Knowledge Organization and Data Modeling in the Humanities: An ongoing conversation

Featured

In March 2012, a three-day workshop was held at Brown University on data modeling in the humanities, sponsored by the NEH and the DFG, and co-organized by Fotis Jannidis and Julia Flanders. Attended by approximate 40 experts with diverse disciplinary backgrounds, the event included theoretical presentations, case studies, panels, and wide-ranging open discussion. What we present here is a record of the event, with links to slides, video footage, and transcriptions of all presentations and discussion. In order to open up the conversation to a broader audience, the transcriptions have been extensively annotated to elucidate informal references, and to provide links and glosses on the many projects, tools, standards, people, and specialized terms that were referenced in discussion.

March 14

Keynote presentation: Wendell Piez, “Data Modeling for the Humanities: Three Questions and One Experiment” (paper, slides, video, transcription)

Panel discussion: Data models in humanities theory and practice (video, transcription)

Stephen Ramsay, Laurent Romary, Kari Kraus, Maximilian Schich, Desmond Schmidt, Andrew Ashton; Julia Flanders and Fotis Jannidis (moderators)

Theoretical perspectives I

Case studies: Critical editions

March 15

Open discussion: Key themes (video, transcription)

Case studies: Research ontologies

  • Daniel Pitti, “EAC-CPF” (video, transcription)
  • Stefan Gradmann, “Objects, Process, Context in Time and Space – and how we model all this in the Europeana Data Model” (slides, video, transcription)
  • Trevor Muñoz, “Discovering our models: aiming at metaleptic markup applications through TEI customization” (slides, video, transcripition)

Panel discussion: Data modeling and humanities pedagogy (video, transcription)

Elisabeth Burr, Elizabeth Swanstrom, Susan Schreibman, Elena Pierazzo; Julia Flanders, moderator

Theoretical perspectives II

Discussion

March 16

Open discussion: Key themes (video, transcription)

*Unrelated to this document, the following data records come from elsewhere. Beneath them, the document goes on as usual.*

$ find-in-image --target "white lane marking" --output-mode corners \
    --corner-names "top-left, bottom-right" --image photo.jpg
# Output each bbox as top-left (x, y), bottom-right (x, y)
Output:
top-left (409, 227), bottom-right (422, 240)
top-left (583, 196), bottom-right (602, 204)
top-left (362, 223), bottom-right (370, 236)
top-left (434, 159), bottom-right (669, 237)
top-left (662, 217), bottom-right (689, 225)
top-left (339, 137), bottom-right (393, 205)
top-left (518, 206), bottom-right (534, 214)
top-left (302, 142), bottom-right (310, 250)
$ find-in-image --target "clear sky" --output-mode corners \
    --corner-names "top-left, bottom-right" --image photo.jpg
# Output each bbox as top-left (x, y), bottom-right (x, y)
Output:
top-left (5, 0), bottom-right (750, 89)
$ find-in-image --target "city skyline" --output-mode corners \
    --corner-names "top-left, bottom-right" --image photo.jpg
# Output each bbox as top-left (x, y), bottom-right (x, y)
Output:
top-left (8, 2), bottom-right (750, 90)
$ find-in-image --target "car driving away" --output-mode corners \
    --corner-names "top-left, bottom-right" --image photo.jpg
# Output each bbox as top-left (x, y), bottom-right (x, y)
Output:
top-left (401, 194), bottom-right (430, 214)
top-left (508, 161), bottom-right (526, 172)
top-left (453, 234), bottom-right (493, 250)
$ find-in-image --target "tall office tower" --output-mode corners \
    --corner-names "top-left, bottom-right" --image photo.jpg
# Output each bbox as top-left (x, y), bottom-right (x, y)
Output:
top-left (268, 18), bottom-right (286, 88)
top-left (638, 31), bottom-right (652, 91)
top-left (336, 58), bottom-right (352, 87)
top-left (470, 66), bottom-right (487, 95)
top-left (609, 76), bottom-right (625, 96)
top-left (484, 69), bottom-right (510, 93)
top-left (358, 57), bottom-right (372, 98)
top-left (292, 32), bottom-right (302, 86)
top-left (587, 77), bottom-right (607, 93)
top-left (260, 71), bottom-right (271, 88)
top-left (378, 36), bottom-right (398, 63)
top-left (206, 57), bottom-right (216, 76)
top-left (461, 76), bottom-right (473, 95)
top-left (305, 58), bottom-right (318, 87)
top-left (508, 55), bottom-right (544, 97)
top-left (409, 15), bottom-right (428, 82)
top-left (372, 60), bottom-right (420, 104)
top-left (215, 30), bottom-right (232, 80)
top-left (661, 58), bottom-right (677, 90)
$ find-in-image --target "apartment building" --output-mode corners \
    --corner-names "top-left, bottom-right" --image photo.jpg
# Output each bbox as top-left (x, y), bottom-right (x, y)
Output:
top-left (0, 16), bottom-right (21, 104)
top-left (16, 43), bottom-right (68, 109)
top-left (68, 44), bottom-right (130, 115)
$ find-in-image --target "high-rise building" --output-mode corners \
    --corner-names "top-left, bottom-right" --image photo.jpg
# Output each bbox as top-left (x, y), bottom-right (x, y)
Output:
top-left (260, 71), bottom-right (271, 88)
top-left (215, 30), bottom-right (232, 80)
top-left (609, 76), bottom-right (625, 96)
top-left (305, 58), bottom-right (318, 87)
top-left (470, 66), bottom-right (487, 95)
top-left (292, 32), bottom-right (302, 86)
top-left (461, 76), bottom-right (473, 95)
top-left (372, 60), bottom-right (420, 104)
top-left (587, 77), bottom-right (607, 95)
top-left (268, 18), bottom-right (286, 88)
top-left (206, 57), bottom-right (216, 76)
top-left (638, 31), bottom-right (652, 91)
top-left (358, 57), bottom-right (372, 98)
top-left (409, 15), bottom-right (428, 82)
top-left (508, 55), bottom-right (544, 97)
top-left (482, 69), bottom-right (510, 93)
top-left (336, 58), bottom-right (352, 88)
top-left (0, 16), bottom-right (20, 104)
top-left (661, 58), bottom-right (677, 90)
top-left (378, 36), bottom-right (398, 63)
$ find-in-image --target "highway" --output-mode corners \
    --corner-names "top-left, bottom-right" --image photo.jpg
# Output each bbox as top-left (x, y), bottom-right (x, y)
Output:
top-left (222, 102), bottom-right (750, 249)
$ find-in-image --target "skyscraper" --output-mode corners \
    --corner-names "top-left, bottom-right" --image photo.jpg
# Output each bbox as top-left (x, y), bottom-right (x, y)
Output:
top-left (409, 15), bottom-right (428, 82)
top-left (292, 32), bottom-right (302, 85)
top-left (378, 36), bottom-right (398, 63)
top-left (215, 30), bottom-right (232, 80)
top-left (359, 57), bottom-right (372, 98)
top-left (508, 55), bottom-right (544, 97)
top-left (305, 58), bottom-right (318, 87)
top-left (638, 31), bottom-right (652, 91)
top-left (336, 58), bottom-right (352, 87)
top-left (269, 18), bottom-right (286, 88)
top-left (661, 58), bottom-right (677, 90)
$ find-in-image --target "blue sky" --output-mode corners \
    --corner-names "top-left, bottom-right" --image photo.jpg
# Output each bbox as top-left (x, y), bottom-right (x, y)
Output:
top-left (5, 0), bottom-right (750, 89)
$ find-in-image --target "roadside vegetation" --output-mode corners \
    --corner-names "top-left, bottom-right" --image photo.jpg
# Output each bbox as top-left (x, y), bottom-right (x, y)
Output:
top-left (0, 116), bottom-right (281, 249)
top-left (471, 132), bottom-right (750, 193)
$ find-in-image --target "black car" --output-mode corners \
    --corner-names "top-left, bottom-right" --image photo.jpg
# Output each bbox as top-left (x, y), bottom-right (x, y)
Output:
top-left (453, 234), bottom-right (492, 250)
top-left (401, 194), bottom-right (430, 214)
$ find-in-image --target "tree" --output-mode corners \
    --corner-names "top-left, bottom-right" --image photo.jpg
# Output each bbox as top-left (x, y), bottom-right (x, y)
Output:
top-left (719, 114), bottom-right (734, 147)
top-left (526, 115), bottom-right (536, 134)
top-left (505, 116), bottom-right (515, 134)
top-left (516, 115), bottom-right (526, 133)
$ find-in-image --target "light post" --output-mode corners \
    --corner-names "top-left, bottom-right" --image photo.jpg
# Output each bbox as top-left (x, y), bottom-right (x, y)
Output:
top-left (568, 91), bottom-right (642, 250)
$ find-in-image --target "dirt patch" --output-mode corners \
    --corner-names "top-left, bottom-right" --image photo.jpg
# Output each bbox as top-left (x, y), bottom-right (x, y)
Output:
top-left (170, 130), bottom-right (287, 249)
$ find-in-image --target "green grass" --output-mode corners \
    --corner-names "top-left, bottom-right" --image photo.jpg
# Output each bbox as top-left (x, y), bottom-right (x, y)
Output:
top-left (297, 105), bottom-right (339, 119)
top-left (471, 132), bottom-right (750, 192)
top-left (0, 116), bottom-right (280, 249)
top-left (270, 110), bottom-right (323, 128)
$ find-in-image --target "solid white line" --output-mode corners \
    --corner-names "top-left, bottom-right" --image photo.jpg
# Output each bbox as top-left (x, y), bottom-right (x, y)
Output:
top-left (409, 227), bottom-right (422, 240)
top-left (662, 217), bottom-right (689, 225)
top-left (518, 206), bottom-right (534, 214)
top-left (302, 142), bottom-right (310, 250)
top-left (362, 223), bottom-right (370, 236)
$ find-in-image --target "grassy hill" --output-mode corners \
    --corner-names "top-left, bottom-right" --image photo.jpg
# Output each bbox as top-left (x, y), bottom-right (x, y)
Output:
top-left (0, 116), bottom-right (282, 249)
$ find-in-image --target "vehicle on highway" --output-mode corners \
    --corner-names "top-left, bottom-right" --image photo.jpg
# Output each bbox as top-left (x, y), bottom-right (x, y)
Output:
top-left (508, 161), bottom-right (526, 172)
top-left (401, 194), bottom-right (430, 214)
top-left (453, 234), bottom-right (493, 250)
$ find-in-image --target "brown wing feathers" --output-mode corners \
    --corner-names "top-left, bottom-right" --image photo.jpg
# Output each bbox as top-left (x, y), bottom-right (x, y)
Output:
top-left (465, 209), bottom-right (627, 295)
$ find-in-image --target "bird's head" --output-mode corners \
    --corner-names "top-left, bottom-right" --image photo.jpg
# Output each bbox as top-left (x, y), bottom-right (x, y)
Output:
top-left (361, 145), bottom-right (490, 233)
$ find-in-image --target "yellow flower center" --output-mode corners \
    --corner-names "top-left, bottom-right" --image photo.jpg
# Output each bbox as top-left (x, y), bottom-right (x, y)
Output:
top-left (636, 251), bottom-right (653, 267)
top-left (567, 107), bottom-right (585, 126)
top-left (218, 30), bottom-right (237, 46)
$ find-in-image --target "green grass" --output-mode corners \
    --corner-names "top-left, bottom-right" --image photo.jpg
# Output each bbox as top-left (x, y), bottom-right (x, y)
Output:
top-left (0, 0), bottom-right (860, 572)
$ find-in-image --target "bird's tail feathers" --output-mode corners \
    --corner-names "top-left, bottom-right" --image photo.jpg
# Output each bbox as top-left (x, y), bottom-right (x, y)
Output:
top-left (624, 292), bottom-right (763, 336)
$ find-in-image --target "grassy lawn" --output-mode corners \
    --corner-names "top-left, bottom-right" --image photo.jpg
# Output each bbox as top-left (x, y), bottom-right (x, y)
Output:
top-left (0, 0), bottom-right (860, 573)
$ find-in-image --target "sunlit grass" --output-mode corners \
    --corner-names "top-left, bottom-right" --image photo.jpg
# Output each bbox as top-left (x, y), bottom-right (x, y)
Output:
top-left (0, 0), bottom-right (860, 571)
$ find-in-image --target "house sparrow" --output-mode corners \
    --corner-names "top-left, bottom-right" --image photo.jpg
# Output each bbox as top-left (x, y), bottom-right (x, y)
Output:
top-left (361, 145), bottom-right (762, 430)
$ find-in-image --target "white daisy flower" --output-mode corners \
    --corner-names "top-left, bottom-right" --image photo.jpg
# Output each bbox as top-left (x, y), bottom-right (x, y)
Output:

Case studies: Historical archives

Theoretical perspectives III

Closing keynote presentation: C. M. Sperberg-McQueen (video, transcription)

Continuing the discussion

We know there will be continued interest in the topic of data modeling in the (digital) humanities. For a record of this event, including video footage of all the sessions and links to slides and presentation notes, please visit the workshop site at the Women Writers Project.

Thanks to all who participated in Knowledge Organization and Data Modeling!

Featured Abstract: March 14

Check in frequently this week to view featured abstracts, leading up to the symposium! We welcome your comments.

Featured Abstract: “A theoretically-rich approach to teaching to model”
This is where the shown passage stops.